Despite being outnumbered 40 to 23, the Rebels prevailed over the Airborne. The paratroopers came with nunchaku (karate sticks), a steel bar attached to a chain, a blackjack, a baseball bat, and more. A few Rebels had chains and tire irons, but most were unarmed. One wielded an old motorcycle battery. But the Rebels attacked together, “with the viciousness of cornered animals,” in Wolf/Coyote’s words. The Airborne, soldiers trained in unarmed combat, weaponry, and riot control, dispersed when they saw a number of their fellows being beaten. Said Wolf: “They had not yet endured and shared enough to cement those ties of comradeship that result in members presuming, and acting upon, a principle of self-sacrifice. The Airborne may have been the finest in discipline, but they had not yet learned to look out for each other under fire” — thus proving brotherhood is powerful.

Wolf was interviewed on Prince Edward Island by Dick Teresi, a science writer and editor of VQ, a magazine for Harley-Davidson aficionados.
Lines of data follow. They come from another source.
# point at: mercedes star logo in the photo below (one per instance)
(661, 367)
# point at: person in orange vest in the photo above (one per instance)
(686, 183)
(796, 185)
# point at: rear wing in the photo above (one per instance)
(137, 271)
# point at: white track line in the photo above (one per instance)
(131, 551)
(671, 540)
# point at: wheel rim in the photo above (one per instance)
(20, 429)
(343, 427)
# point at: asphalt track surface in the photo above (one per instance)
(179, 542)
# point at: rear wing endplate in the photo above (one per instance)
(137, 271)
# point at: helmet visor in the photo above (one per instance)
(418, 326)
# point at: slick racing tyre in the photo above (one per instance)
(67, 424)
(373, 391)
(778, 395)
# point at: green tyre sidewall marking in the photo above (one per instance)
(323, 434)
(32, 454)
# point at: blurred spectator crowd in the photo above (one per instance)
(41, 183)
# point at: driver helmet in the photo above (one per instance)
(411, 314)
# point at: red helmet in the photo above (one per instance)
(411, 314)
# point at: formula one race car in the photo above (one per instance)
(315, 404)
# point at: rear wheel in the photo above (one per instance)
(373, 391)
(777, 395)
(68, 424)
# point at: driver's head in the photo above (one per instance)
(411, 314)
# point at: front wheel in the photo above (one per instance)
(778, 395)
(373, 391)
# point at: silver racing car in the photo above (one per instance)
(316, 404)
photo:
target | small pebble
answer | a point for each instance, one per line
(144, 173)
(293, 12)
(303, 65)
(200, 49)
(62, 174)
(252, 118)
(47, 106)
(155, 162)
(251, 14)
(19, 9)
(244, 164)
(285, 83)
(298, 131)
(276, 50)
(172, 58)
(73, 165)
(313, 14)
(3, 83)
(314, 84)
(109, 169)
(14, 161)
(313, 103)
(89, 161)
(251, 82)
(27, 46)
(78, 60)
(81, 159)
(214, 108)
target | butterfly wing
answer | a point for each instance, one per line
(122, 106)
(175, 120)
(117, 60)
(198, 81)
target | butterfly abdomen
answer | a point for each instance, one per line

Says Teresi: “I interviewed Wolf on the lawn of Dalvay-by-the-Sea, a sumptuous inn overlooking the four-star beaches on the Gulf of St. Lawrence. The ambience was significantly altered by the thousands of tiny turds at our feet, the result of a flock of extravagantly truculent geese who honked and fought hither and yon across the inn’s lawn. As the geese acted out a primordial Lorenzian tableau of aggression and territoriality, Wolf and I talked about turf wars, motorcycles, outlaw alienation and pride, biker mamas and ol’ ladies, club colors and patch-pullings, and an emotional togetherness among males unheard of in the straight world.”